At the end of 2017, I was placed on the transplant list in tandem with my gallbladder
removal surgery. During the summer of 2020, my symptoms worsened and my doctor said
it was time to start looking for a living liver donor. I’ve always been a private person, so
when my husband and I decided to share with everyone that I needed a liver transplant it
was hard. We started a page on Facebook called “Cait Needs a Liver,” a few newspaper
articles were written, and the Ridgefield Running Company shared a call to action on my
behalf. On January 12, 2021 I received the call that Yale had found a match. My match
was Sophie Long, a 25 year old courageous and selfless runner, and former employee at
Ridgefield Field Running Company. Surgery was scheduled for January 26, which was
postponed at the last minute, until February 2, due to a COVID outbreak on one of the
floors.


After 10 hours in the Operation Room, Sophie was discharged after 5 days and I was right
behind her the next day. I would later have to go to IR for a hepatic arterial thrombosis
(HAT) and then the OR for a portal vein occlusion.
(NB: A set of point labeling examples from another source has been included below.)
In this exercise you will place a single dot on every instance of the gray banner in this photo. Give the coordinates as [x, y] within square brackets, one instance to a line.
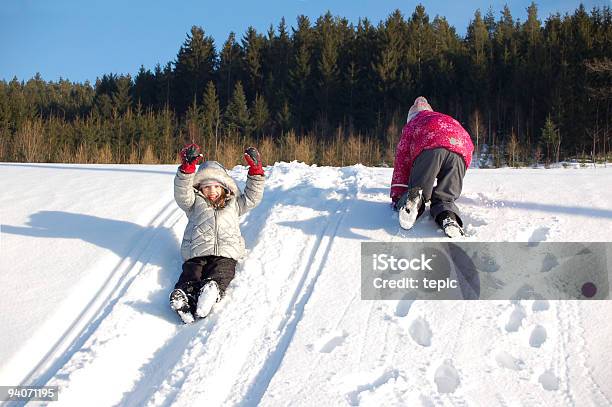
[29, 393]
[485, 271]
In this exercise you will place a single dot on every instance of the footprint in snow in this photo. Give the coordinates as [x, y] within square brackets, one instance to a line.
[549, 381]
[539, 235]
[403, 306]
[516, 318]
[540, 305]
[420, 332]
[538, 336]
[329, 342]
[506, 360]
[446, 377]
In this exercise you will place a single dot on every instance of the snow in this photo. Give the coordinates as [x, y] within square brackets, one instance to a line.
[89, 254]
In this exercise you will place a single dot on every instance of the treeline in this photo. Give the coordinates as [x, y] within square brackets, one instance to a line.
[336, 93]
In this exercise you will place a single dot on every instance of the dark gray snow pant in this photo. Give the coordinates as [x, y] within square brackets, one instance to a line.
[449, 169]
[199, 270]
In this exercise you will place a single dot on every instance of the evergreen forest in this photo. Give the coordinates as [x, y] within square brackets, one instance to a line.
[333, 92]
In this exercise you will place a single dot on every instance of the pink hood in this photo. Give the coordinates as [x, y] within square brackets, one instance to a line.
[426, 131]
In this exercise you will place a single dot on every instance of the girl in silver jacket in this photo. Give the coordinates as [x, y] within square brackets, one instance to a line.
[212, 242]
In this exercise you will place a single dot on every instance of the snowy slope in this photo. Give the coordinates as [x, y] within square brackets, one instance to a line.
[90, 253]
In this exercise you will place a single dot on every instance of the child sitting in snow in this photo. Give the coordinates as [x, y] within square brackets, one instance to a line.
[212, 243]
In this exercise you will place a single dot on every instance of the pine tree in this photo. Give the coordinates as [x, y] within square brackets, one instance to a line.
[230, 67]
[194, 67]
[260, 115]
[253, 44]
[300, 72]
[550, 136]
[121, 98]
[212, 115]
[237, 116]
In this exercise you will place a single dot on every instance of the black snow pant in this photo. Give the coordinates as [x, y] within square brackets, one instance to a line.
[198, 271]
[446, 167]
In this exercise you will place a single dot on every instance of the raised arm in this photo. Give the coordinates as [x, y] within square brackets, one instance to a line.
[401, 166]
[253, 191]
[184, 195]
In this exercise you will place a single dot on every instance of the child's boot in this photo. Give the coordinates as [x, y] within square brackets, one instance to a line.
[410, 206]
[449, 223]
[179, 302]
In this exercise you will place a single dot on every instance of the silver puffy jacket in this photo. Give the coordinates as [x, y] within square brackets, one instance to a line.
[213, 231]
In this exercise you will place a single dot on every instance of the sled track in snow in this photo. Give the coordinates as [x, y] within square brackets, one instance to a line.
[101, 304]
[571, 310]
[298, 301]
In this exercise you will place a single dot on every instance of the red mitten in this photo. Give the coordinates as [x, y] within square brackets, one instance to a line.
[190, 155]
[253, 159]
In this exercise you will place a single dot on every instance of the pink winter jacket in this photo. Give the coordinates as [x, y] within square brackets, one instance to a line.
[426, 131]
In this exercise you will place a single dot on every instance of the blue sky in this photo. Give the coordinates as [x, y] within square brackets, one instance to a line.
[66, 38]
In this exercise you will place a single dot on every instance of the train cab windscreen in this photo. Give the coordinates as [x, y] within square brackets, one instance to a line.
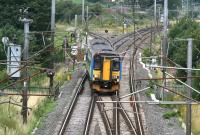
[97, 63]
[116, 64]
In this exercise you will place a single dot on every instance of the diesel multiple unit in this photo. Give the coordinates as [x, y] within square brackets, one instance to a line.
[103, 66]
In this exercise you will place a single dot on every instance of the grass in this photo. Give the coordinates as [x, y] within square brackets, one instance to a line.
[11, 119]
[170, 114]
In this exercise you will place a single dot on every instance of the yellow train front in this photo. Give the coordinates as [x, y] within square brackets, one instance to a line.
[104, 67]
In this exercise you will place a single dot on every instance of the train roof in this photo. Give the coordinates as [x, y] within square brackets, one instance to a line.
[100, 46]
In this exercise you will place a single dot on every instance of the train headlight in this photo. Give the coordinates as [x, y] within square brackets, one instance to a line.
[95, 76]
[115, 77]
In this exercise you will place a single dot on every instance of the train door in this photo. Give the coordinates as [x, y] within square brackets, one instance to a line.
[106, 69]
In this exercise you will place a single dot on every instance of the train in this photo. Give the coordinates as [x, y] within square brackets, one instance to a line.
[104, 66]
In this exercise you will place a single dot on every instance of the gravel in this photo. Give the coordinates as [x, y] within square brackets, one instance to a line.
[54, 118]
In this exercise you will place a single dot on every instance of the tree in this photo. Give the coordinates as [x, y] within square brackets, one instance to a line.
[185, 28]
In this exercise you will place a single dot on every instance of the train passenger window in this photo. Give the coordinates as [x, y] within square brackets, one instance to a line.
[97, 64]
[115, 65]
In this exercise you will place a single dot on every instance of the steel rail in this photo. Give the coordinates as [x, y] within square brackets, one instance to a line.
[105, 118]
[71, 108]
[90, 115]
[127, 119]
[116, 120]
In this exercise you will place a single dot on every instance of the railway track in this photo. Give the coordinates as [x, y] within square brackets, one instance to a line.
[86, 103]
[79, 103]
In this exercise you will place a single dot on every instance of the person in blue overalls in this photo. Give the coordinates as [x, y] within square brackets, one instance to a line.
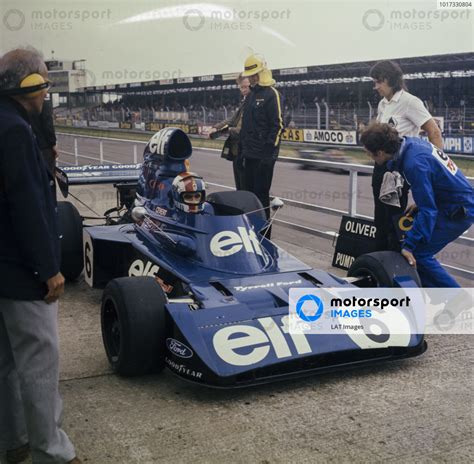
[444, 197]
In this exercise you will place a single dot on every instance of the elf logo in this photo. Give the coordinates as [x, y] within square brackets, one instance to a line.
[227, 242]
[139, 268]
[244, 345]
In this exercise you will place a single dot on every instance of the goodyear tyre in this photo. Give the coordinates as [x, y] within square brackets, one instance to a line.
[237, 202]
[133, 322]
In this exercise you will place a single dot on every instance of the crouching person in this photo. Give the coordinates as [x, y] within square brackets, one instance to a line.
[444, 197]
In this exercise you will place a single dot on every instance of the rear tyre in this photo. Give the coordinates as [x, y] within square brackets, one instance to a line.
[70, 230]
[133, 319]
[383, 267]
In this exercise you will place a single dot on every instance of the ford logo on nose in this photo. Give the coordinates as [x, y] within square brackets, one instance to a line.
[178, 348]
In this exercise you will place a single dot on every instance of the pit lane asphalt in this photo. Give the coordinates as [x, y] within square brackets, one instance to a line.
[315, 187]
[416, 410]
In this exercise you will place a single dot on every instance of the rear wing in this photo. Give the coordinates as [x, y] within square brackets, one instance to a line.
[102, 173]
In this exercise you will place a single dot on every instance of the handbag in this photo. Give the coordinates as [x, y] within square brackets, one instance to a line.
[226, 150]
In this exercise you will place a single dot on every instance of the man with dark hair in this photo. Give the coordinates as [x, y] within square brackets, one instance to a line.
[408, 115]
[444, 197]
[232, 126]
[31, 281]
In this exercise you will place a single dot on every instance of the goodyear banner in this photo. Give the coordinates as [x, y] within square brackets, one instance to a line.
[457, 144]
[330, 137]
[293, 135]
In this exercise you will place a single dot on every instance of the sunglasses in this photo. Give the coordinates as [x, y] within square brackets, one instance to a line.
[192, 197]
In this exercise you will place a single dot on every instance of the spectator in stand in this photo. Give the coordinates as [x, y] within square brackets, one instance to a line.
[260, 136]
[233, 126]
[408, 115]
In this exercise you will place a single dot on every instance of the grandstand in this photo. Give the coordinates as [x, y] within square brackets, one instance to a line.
[337, 97]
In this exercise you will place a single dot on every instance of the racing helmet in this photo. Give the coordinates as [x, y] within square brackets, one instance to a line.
[253, 65]
[265, 78]
[189, 192]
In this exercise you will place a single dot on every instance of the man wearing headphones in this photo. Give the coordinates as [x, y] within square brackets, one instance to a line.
[260, 135]
[31, 282]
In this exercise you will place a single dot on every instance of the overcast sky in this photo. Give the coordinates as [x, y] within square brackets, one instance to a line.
[125, 41]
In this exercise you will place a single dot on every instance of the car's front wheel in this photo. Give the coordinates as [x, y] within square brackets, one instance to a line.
[133, 320]
[70, 230]
[381, 268]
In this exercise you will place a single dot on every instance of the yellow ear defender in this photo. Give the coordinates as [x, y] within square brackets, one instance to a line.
[30, 86]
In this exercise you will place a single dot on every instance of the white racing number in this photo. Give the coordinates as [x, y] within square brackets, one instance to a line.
[445, 160]
[227, 242]
[88, 259]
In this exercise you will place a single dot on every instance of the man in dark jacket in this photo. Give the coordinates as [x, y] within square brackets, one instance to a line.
[232, 126]
[30, 280]
[43, 127]
[260, 135]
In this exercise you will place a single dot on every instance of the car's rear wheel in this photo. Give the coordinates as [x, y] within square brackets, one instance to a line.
[70, 230]
[381, 268]
[133, 319]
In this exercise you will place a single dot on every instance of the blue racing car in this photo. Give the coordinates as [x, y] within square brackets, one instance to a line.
[191, 283]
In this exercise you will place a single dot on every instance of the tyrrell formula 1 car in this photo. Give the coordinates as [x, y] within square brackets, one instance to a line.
[192, 283]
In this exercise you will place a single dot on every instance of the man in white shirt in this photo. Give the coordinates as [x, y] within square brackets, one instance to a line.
[408, 115]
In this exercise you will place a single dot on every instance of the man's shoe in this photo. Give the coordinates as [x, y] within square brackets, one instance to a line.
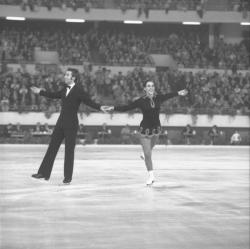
[66, 181]
[150, 180]
[40, 176]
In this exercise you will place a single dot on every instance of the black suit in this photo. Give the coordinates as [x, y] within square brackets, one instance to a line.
[66, 127]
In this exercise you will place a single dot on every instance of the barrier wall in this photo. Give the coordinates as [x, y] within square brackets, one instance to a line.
[120, 119]
[116, 15]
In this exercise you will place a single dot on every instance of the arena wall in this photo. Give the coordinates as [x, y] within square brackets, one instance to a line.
[115, 15]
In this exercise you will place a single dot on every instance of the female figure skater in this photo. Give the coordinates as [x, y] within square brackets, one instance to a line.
[150, 126]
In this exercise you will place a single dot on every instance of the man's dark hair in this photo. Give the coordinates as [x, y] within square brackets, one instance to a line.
[75, 74]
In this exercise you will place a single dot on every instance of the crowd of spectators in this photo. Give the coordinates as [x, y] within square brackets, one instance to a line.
[110, 45]
[209, 93]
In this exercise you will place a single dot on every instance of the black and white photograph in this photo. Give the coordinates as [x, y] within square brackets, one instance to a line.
[124, 124]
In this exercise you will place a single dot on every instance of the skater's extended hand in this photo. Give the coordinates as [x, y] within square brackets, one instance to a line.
[107, 109]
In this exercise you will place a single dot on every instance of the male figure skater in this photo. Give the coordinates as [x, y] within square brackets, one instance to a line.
[67, 124]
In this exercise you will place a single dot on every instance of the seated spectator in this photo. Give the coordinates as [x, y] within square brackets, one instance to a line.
[235, 138]
[17, 132]
[188, 132]
[47, 129]
[8, 129]
[126, 134]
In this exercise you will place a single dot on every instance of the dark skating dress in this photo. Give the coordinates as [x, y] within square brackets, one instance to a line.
[150, 107]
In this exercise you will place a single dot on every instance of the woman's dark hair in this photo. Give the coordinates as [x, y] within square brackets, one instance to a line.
[145, 83]
[75, 74]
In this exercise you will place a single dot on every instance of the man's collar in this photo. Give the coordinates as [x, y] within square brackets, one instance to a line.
[71, 85]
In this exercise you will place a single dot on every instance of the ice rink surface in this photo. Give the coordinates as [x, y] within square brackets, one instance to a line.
[199, 201]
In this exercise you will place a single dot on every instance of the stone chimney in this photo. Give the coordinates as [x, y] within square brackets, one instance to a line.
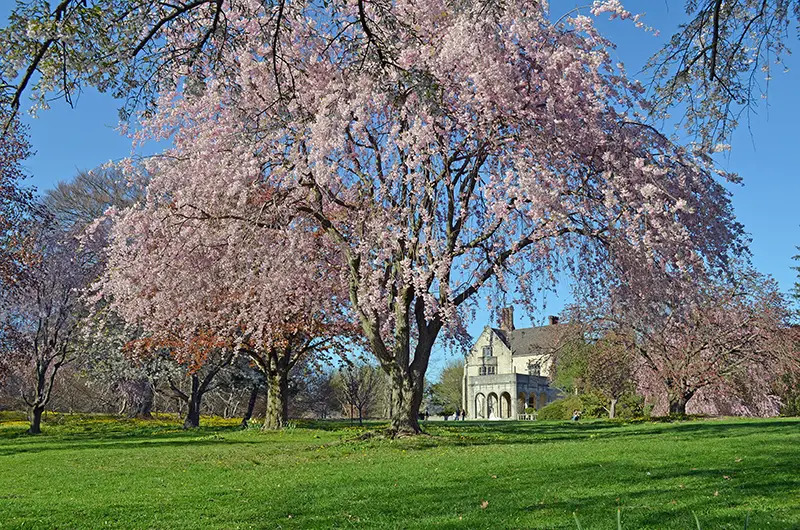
[507, 318]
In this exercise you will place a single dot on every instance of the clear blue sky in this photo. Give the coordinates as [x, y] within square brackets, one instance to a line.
[766, 151]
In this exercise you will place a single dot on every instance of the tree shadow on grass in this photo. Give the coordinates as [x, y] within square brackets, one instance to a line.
[133, 443]
[492, 433]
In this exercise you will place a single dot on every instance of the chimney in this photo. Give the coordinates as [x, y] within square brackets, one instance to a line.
[507, 318]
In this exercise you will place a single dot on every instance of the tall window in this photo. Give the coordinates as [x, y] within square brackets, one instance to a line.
[534, 368]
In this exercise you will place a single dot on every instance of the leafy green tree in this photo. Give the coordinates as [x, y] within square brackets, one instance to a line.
[570, 367]
[446, 392]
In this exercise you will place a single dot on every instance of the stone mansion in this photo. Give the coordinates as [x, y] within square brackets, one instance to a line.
[509, 370]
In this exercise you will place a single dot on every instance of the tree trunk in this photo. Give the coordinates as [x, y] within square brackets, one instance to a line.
[612, 409]
[36, 419]
[144, 406]
[192, 420]
[677, 404]
[406, 401]
[251, 405]
[277, 400]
The path to recovery has not been easy, but I am taking it one day at a time, listening to my
body and hugging and kissing my family every chance I get.


I have been under the care of Dr. James Boyer at Yale New Haven Hospital since I was 17.
He has been there for me, for every major event I’ve had in my life. I cannot thank him
enough for everything he has done for me. He is a brilliant man and I am forever grateful.
The whole transplant team at Yale has been amazing, especially my hepatologist Dr. Kim
To. Dr. To started me on this journey and has been there encouraging me every step of the
way. She has answered every ridiculous question I have asked, and offered perspective to
my husband and I during stressful times. The transplant team performs miracles.


My donor, Sophie, is an amazing, genuine, inspiring and selfless person that I’ll never be
able to thank enough. She’s an angel. While my disease had not yet hospitalized me, and
I wasn’t gravely ill at the time of surgery, the cards were on the table and there was no
chance of cure or recovery. Sophie has given me the gift of a chance to grow old with my
family, to be there for all the big and small moments that every parent and spouse imagines
and often takes for granted. Sophie has also spared me, my entire family, and those who
care about me from the reality of experiencing and witnessing the full and agonizing
digression of my liver disease spread out over months and years. For these things I will
forever be grateful and humbled. Organ donors, both living and deceased, are real life
superheroes deserving of the highest levels of our admiration.